Back in 2006 I did what academics do when they want to see if something is a good idea: they get a student to try it out first! I offered to undergraduates, as a final year project topic, the problem of finding a simple linear regression model for predicting sailing handicaps.
It was fortuitous that a student stepped forward who was very able and a sailor. He obtained data on 50 boats in the Caribbean Sailing Association (CSA) and showed that a simple formula using waterline length, beam and sail area gave a respectable approximation to the CSA performance ratings.
My target was closer approximation, but the project demonstrated the potential.
(The student, by the way, won a national prize for his work.)
It is some years now since I had my arm twisted into looking at the possibility of developing a simple and statistically sound formula for producing a yacht handicap based only on basic boat measurement data.

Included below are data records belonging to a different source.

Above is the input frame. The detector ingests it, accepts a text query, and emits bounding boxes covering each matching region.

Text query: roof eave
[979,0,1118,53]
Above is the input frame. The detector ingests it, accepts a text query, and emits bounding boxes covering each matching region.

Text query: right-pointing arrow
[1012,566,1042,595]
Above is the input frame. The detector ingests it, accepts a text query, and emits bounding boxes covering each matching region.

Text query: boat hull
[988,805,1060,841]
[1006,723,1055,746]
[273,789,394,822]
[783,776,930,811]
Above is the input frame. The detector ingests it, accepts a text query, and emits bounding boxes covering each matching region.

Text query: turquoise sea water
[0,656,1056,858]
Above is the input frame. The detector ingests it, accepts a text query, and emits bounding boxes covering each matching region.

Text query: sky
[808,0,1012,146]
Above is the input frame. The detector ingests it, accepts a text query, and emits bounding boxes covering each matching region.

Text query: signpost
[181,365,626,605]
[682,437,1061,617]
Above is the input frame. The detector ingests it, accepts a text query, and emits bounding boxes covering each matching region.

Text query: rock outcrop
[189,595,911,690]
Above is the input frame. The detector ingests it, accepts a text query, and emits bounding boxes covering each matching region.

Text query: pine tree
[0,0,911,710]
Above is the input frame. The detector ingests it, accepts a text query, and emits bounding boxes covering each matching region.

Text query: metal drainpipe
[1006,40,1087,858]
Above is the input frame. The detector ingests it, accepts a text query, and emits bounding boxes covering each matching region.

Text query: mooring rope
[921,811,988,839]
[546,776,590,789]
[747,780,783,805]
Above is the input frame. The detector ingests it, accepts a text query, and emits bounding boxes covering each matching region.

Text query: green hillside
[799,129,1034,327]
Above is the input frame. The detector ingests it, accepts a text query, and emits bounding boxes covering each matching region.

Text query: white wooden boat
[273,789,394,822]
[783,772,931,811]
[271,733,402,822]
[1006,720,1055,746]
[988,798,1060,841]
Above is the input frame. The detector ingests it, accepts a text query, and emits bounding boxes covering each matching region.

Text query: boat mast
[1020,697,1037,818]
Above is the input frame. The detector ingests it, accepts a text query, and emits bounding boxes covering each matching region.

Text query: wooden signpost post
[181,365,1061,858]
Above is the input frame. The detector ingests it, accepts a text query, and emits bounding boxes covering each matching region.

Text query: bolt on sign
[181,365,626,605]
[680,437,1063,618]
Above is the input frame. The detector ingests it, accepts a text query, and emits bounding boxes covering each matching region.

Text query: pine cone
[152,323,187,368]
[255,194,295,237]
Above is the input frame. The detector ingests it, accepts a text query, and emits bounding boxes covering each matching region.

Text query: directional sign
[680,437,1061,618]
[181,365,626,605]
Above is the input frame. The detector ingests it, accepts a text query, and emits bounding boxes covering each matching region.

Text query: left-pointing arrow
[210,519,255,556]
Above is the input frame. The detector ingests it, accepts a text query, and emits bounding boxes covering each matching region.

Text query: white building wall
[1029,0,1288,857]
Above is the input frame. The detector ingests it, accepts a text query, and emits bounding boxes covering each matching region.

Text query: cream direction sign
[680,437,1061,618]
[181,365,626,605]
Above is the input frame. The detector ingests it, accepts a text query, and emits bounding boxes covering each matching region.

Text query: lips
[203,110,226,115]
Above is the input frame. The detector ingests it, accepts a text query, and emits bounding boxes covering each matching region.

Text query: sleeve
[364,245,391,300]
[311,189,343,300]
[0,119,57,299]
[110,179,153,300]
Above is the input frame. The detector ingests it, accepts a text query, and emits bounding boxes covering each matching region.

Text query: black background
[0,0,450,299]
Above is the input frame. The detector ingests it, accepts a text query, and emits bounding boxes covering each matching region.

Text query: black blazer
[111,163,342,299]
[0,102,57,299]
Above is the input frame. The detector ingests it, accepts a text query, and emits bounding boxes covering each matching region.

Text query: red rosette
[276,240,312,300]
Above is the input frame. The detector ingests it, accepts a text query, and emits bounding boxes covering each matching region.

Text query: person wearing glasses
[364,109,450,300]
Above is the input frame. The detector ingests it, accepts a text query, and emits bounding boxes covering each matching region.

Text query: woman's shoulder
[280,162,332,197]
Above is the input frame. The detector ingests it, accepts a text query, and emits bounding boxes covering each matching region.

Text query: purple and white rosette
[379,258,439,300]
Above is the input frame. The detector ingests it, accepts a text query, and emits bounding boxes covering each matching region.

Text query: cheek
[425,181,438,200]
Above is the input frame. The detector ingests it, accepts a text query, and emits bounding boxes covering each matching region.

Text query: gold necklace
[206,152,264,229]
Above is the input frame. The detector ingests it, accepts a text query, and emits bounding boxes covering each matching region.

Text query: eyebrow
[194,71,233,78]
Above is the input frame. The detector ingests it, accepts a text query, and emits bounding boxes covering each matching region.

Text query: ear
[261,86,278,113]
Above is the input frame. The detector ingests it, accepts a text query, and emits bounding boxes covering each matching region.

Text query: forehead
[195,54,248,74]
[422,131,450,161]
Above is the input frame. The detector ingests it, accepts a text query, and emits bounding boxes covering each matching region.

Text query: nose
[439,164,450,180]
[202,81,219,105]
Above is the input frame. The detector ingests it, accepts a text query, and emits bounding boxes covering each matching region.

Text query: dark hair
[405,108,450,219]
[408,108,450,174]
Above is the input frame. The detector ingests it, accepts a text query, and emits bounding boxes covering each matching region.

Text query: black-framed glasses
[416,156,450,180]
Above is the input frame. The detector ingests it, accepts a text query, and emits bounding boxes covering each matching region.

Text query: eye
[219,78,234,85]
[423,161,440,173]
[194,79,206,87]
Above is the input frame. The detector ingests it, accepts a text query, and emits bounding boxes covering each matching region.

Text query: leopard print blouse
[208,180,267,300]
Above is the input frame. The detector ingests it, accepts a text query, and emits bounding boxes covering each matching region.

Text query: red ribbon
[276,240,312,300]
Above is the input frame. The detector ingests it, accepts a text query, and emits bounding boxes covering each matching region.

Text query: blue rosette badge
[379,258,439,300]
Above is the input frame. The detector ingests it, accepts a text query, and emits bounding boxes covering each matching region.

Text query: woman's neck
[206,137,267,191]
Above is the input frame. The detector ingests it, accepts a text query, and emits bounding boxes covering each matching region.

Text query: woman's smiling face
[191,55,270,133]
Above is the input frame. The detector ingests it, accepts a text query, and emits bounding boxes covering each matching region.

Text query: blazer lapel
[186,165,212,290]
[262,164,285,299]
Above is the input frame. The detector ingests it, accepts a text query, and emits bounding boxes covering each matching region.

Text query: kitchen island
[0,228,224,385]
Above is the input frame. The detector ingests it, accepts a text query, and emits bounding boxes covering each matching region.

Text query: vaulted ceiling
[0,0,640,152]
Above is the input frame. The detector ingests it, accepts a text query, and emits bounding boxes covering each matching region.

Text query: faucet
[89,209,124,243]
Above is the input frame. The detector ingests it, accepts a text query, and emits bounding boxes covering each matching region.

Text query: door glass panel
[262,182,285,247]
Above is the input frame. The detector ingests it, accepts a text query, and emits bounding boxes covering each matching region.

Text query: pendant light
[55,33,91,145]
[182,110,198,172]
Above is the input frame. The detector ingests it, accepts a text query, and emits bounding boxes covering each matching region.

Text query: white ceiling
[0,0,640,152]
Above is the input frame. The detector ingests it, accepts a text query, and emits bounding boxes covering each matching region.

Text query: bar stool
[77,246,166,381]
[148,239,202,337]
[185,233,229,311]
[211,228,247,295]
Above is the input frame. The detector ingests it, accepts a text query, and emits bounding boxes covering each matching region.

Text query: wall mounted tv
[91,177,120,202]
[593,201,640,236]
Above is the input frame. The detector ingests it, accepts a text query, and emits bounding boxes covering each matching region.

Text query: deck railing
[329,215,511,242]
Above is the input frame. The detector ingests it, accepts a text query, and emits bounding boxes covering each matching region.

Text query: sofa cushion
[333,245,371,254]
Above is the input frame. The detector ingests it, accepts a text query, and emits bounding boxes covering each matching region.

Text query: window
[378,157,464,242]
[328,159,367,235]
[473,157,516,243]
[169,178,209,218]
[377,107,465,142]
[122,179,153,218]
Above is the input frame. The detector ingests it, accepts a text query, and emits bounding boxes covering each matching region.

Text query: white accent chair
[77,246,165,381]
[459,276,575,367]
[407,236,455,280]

Why did I need to be persuaded? First of all, I know that this is the stuff of much argument in the common rooms and bars of sailing clubs. Second, how do we know what is the perfect handicap rating for a boat? The vast majority of handicap setting is based on performance data. The problem with this is that too few data are available for each of the many hundreds of different types of boat out there, and what there is will be contaminated by factors due to crew, weather and sailing environment.
In spite of the reasons for not getting involved, in the end I could not resist the challenge of this enticing, but very frustrating problem.